8. AlterNet's Adele Stan noted that Obama also changed the justification for the war:
"If you listened to the subtext of the speech, you might find that the mission has changed. In fact, you might say that the mission in Afghanistan is as much about creating stability in Pakistan -- a nuclear power that NBC's Andrea Mitchell yesterday referred to as a nearly failed state -- as it is about Afghanistan. Last night, a senior administration official confirmed to AlterNet that the U.S. mission to Pakistan has broadened.
From the president's speech:
In the past, we too often defined our relationship with Pakistan narrowly. Those days are over. Moving forward, we are committed to a partnership with Pakistan that is built on a foundation of mutual interest, mutual respect, and mutual trust. We will strengthen Pakistan’s capacity to target those groups that threaten our countries, and have made it clear that we cannot tolerate a safe haven for terrorists whose location is known and whose intentions are clear. America is also providing substantial resources to support Pakistan’s democracy and development. We are the largest international supporter for those Pakistanis displaced by the fighting. And going forward, the Pakistani people must know America will remain a strong supporter of Pakistan’s security and prosperity long after the guns have fallen silent, so that the great potential of its people can be unleashed.
9. Rory O' Connor lambasted Obama on MediaChannel.org:
"The Afghan escalation speech was classic Obama. His enigmatic and epigrammatic split the baby in half Yoda/Spock-speak offered something for everyone: good-news-bad-news; back and forth; give and take; get in to get out; speed up to slow down; and in the end, let’s all come together and get along to end the war – by waging the war more intensely…but only for eighteen months, and then we all get to go home."
10. Blogger Digby highlighted that the American public never really gets to discuss the real issues underlying the US military build up in the Mideast and Asia:
"The wars in Afghanistan and Iraq, the standoff with Iran and all the other obsessions with the Mideast are at least informed, if not entirely motivated, by larger geopolitical efforts to maintain stability at a time of impending competition over resources and access to them -- oil.
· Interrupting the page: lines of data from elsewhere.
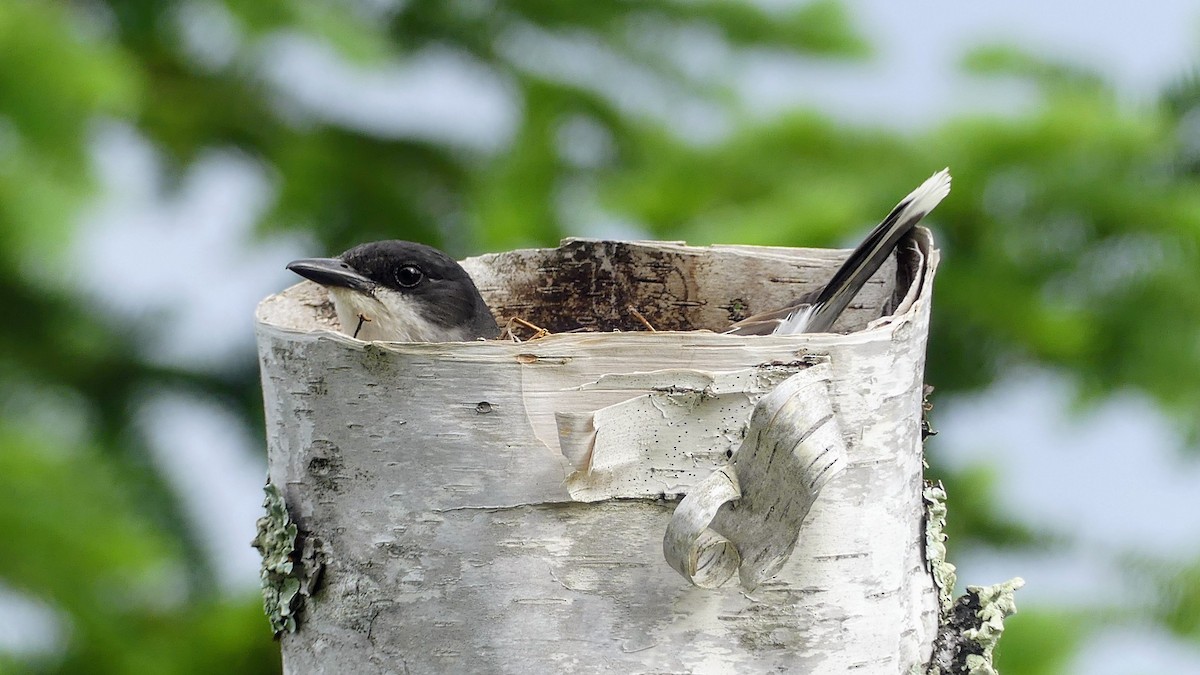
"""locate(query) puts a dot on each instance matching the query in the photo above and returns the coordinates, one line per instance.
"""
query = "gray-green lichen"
(286, 578)
(943, 572)
(996, 603)
(967, 637)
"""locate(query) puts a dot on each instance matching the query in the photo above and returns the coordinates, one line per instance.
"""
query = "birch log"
(498, 507)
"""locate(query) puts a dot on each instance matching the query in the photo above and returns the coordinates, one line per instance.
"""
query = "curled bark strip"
(747, 517)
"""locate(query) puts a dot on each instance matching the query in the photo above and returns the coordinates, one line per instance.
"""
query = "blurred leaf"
(1039, 641)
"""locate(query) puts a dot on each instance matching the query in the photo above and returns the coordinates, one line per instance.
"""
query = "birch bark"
(498, 507)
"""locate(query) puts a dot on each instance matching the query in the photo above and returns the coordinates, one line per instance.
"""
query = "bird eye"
(409, 276)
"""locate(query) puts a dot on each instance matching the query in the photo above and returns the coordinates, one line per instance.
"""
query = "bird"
(407, 292)
(401, 292)
(816, 312)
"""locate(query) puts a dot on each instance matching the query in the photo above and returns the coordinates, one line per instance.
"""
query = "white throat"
(388, 316)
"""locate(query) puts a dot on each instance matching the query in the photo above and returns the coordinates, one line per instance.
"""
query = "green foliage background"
(1072, 239)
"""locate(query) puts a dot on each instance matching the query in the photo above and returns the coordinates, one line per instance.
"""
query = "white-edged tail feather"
(867, 258)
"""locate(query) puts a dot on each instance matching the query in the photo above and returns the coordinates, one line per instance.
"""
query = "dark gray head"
(401, 291)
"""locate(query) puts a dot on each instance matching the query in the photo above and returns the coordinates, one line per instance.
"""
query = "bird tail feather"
(868, 257)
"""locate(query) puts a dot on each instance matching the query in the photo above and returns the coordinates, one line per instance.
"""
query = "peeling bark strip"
(792, 449)
(495, 507)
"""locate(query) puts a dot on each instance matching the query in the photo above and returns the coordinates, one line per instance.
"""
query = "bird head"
(402, 292)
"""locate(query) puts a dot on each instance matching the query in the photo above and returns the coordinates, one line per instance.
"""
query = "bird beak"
(331, 272)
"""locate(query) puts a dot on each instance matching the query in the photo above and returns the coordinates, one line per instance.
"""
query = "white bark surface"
(497, 507)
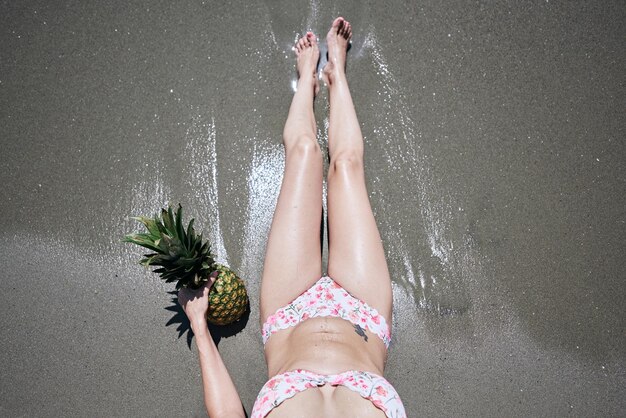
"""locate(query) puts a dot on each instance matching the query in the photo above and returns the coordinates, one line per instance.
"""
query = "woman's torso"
(325, 346)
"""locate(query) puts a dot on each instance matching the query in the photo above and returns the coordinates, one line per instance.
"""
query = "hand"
(195, 303)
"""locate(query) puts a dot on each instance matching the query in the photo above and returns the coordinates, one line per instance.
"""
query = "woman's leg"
(293, 259)
(356, 258)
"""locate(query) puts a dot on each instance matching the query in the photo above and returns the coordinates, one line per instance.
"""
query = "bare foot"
(338, 39)
(307, 57)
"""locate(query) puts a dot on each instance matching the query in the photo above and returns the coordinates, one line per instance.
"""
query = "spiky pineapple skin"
(228, 299)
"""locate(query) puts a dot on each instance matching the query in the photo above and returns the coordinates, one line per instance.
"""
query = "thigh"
(356, 258)
(293, 259)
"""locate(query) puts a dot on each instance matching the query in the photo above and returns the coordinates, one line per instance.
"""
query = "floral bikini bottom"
(327, 298)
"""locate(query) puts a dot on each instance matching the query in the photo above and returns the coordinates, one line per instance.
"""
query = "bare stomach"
(325, 346)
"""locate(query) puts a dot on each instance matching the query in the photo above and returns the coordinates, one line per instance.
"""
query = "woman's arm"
(220, 395)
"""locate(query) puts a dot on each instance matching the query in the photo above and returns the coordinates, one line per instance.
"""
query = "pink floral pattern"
(327, 298)
(370, 386)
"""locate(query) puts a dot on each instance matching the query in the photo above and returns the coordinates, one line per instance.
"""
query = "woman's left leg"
(293, 259)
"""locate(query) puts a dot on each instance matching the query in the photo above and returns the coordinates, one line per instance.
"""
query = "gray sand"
(495, 162)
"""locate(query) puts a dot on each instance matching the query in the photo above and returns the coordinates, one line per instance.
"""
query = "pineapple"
(183, 257)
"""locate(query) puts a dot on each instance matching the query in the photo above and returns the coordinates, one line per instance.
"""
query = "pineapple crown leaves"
(181, 255)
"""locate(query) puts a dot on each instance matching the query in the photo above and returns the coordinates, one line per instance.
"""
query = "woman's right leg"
(356, 258)
(293, 259)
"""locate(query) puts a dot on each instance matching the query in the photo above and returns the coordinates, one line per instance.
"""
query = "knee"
(346, 165)
(303, 148)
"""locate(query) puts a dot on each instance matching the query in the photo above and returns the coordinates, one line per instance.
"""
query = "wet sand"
(495, 163)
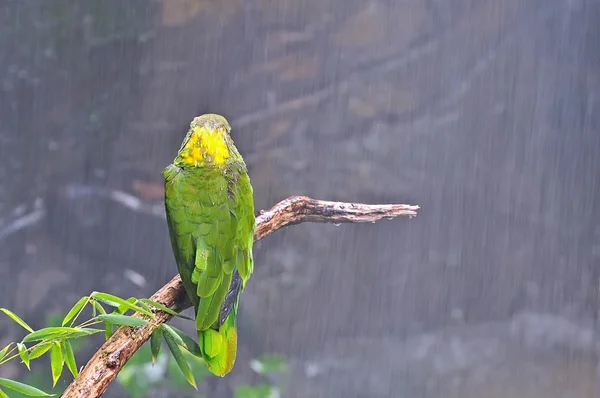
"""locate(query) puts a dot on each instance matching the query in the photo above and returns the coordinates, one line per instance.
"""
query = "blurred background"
(485, 113)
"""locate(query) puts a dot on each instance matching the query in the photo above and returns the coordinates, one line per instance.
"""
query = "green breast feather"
(210, 215)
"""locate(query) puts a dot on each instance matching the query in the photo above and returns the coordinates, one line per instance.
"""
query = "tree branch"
(106, 363)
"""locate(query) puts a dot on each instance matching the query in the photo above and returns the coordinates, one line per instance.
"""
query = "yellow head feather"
(207, 141)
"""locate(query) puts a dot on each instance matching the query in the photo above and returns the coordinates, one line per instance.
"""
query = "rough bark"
(106, 363)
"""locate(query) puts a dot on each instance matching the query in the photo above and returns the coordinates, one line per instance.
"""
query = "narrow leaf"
(188, 342)
(155, 343)
(24, 354)
(75, 310)
(164, 308)
(56, 362)
(5, 350)
(122, 320)
(180, 359)
(55, 332)
(15, 318)
(23, 388)
(117, 302)
(39, 350)
(98, 307)
(69, 357)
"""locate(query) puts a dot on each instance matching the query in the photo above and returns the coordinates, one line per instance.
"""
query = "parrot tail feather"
(219, 347)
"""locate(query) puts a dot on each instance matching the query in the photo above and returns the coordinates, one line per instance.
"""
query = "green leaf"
(117, 302)
(15, 318)
(69, 357)
(122, 320)
(75, 310)
(5, 350)
(188, 342)
(179, 358)
(155, 343)
(59, 332)
(39, 350)
(98, 307)
(24, 354)
(164, 309)
(56, 362)
(23, 388)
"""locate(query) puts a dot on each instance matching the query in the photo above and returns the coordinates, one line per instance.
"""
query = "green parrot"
(210, 214)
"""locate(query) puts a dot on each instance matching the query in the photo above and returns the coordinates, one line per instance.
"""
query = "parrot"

Sure that's simplistic, but it's at the 'heart' of what's going on in the leadership's 'minds.'
"We don't talk about any of that because it might lead us to get serious about changing our way of life and evidently nobody important thinks that's the right way to deal with the problem. And frankly, among many of our elites, maintaining a military presence everywhere is necessary to preserve American global dominance. Period."